行政処分取消訴訟に補助参加した者は、いわゆる共同訴訟的補助参加人と解するのが相当である。
行政処分取消訴訟の補助参加人の法律上の地位。
行政事件訴訟特例法8条,民訴法62条,民訴法69条
判旨
行政処分取消訴訟のように判決の効力が第三者にも及ぶ場合、その利害関係人は共同訴訟的補助参加人の地位を有し、被参加人が単独で行った控訴取下げは無効である。
問題の所在(論点)
行政処分の取消訴訟における補助参加人の法的地位、および被参加人のみによる控訴取下げが補助参加人との関係で有効に成立するか。
規範
行政処分の取消訴訟は、公権力の行使に関する法律関係を対象とし、画一的な規制の必要性から判決の効力が第三者にも及ぶ。
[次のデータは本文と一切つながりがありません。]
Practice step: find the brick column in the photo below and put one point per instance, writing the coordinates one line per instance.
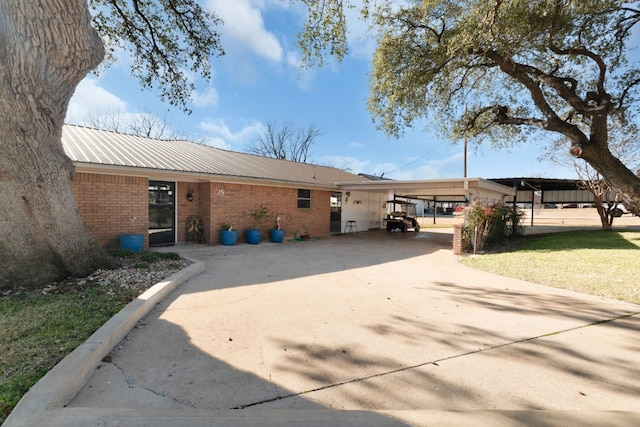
(457, 239)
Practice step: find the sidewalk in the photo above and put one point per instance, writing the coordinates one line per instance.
(370, 329)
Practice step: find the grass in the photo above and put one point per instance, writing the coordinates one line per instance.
(39, 328)
(592, 262)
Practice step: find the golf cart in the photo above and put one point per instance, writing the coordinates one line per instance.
(402, 216)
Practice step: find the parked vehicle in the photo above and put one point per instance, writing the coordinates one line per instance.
(402, 220)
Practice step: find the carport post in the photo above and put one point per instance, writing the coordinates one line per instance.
(434, 209)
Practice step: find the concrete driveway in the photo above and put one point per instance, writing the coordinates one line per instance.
(370, 329)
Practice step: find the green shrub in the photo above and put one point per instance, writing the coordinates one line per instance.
(488, 224)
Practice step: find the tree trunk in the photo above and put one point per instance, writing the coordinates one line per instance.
(46, 48)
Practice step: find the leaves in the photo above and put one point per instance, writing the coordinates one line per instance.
(167, 40)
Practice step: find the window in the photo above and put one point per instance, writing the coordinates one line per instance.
(304, 199)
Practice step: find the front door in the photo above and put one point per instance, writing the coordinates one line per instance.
(336, 212)
(162, 230)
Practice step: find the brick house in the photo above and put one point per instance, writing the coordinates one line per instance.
(126, 183)
(133, 184)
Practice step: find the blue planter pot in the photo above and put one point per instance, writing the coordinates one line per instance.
(228, 237)
(132, 242)
(277, 236)
(253, 236)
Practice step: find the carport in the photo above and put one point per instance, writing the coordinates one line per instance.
(460, 190)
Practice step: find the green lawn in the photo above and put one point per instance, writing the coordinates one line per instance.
(39, 328)
(592, 262)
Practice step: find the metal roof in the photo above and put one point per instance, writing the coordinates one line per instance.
(95, 148)
(433, 189)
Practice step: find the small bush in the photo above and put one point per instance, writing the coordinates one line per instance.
(488, 224)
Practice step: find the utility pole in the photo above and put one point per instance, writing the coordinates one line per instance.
(465, 143)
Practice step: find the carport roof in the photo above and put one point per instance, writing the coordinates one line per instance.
(434, 189)
(96, 150)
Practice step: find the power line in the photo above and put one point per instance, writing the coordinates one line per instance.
(415, 160)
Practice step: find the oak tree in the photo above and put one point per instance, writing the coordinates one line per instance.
(285, 141)
(46, 48)
(524, 69)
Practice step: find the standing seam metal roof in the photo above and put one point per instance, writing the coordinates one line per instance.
(101, 147)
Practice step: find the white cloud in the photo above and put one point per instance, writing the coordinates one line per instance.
(304, 76)
(350, 164)
(244, 26)
(431, 169)
(208, 98)
(217, 130)
(89, 96)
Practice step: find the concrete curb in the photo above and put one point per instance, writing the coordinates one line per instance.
(65, 379)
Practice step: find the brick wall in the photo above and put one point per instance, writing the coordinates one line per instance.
(234, 203)
(108, 204)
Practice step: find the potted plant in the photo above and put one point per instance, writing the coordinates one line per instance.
(228, 236)
(132, 241)
(254, 235)
(277, 233)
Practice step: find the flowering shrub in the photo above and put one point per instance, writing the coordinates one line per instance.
(486, 224)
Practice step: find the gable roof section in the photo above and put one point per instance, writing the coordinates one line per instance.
(95, 148)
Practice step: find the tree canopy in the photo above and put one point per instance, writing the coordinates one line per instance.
(166, 40)
(46, 48)
(521, 68)
(285, 141)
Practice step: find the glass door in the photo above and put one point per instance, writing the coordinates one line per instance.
(162, 229)
(336, 212)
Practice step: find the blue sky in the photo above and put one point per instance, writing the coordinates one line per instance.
(258, 81)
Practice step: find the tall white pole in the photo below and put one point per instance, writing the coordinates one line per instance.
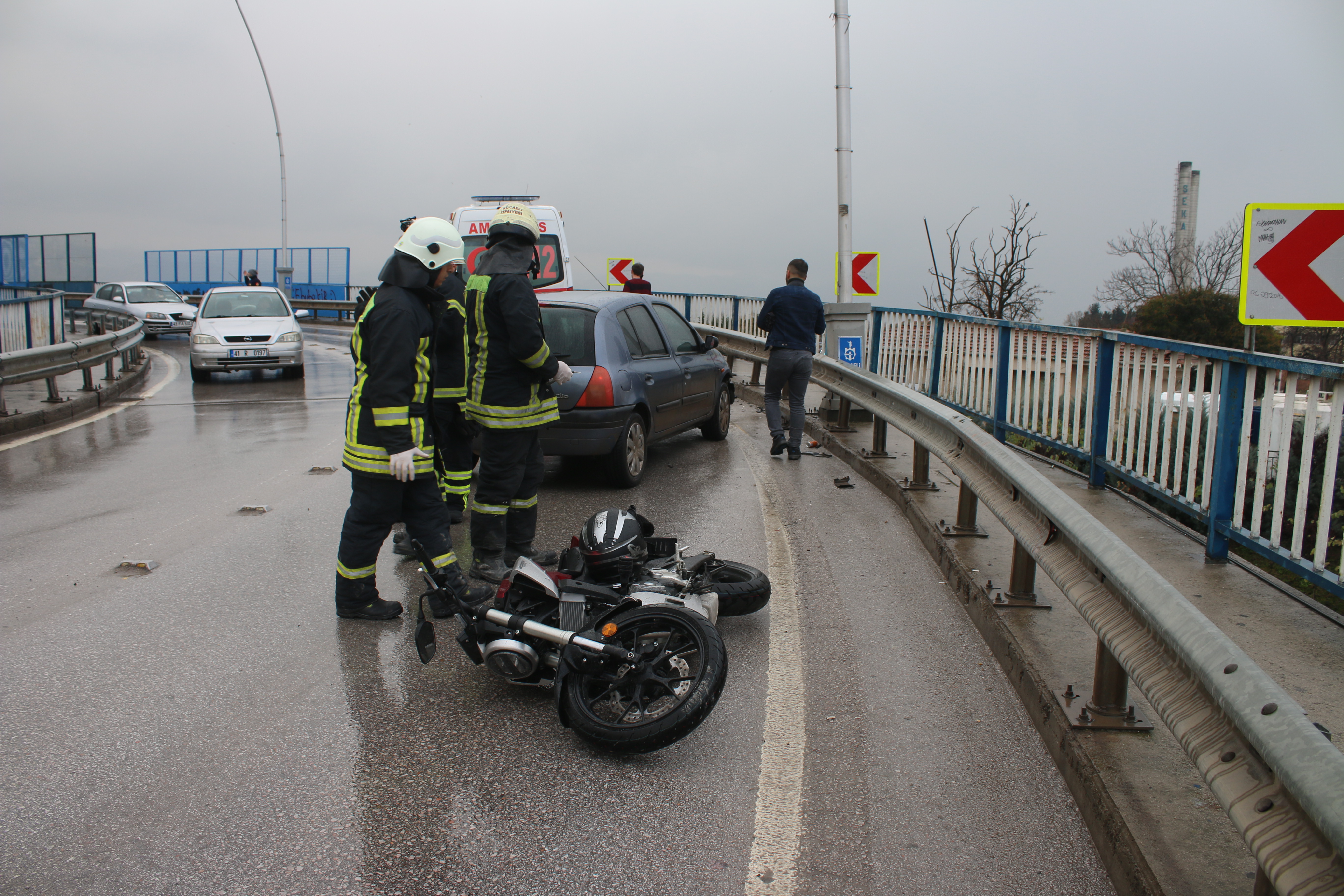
(843, 152)
(284, 195)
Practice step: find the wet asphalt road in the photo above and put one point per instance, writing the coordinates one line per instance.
(213, 729)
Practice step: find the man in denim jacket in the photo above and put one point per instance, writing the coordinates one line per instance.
(794, 318)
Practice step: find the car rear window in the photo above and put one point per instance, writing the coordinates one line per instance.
(569, 332)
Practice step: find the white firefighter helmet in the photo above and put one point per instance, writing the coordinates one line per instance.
(433, 242)
(517, 218)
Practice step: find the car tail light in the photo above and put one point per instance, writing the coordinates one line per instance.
(599, 393)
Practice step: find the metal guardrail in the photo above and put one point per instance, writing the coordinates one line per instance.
(119, 336)
(1246, 444)
(1280, 781)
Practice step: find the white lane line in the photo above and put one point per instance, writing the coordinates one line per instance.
(779, 823)
(123, 404)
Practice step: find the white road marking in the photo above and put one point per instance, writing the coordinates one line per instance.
(779, 823)
(123, 402)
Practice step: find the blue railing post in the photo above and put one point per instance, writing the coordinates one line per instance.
(1228, 444)
(936, 358)
(1105, 363)
(1003, 364)
(876, 340)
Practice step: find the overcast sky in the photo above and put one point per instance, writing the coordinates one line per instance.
(698, 138)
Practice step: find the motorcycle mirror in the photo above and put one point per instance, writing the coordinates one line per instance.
(425, 643)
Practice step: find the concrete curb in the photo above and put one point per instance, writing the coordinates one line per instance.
(1130, 871)
(79, 406)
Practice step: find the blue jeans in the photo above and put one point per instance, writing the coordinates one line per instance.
(792, 366)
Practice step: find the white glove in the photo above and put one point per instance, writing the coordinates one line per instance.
(562, 374)
(404, 465)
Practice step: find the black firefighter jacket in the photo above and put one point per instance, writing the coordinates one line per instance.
(393, 351)
(511, 363)
(452, 352)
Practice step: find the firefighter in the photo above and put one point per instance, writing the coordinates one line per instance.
(455, 429)
(509, 394)
(389, 429)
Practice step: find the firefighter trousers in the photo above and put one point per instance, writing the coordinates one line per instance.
(504, 508)
(455, 450)
(376, 504)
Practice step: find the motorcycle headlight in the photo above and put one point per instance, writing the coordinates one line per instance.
(510, 659)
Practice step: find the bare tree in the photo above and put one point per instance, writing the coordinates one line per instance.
(998, 275)
(1217, 265)
(943, 295)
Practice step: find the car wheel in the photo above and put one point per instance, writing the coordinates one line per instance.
(717, 428)
(627, 461)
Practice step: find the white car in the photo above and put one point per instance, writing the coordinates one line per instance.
(158, 306)
(247, 328)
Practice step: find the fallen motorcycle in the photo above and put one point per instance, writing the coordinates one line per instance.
(623, 632)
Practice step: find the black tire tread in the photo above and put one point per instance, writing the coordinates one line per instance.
(746, 589)
(678, 723)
したがって、当該訴訟への参加人は、民訴法上の共同訴訟に関する規定(現行40条)が準用される「共同訴訟的補助参加人」の地位を有し、被参加人と抵触する訴訟行為をなし得る。ゆえに、被参加人のみなされた控訴取下げは、参加人の利益を害する限りにおいて、当然にその効力を生じない。
重要事実
被上告人(農地買収処分等を受けた者)が敗訴した第一審判決に対し、その補助参加人らが控訴を提起した。控訴審の口頭弁論期日において、被上告人(被参加人)の代理人が口頭で控訴を取り下げる旨を陳述したが、次回の口頭弁論期日にて補助参加人らの代理人は「控訴取下げに同意し難い」と異議を申し立てた。この状況下で、被参加人の単独行為による控訴取下げの効力が争われた。
あてはめ
本件訴訟は訴願棄却裁決の取消しを求めるものであり、判決の効力が第三者にも及ぶ性質を持つ。そのため、参加人は共同訴訟的補助参加人として、あたかも共同訴訟人のごとき地位を有する。本件では、被参加人のみが控訴取下げを陳述したが、これに対し共同訴訟人に準ずる地位にある補助参加人らが次期日に明示的に不同意の意思を表示している。共同訴訟的補助参加の性質上、被参加人の行為が参加人の利益に反し、かつ参加人の訴訟追行を妨げる場合には、被参加人の単独行為によって訴訟を終了させることはできない。
結論
共同訴訟的補助参加が成立する場合、被参加人のみによる控訴取下げはその効力を生じない。したがって、本件控訴は依然として有効に係属する。
実務上の射程
行政訴訟法上の第三者効(40条等)が認められる場合や、会社法上の訴訟など判決の対世効が認められる場面での補助参加を「共同訴訟的補助参加」と定義し、通常の補助参加(民訴法45条2項)の制約を超えて参加人の独自の訴訟追行を認める際の根拠となる。答案上は、参加人と被参加人の利害が一致しない局面で、参加人の独立性を強調するために用いる。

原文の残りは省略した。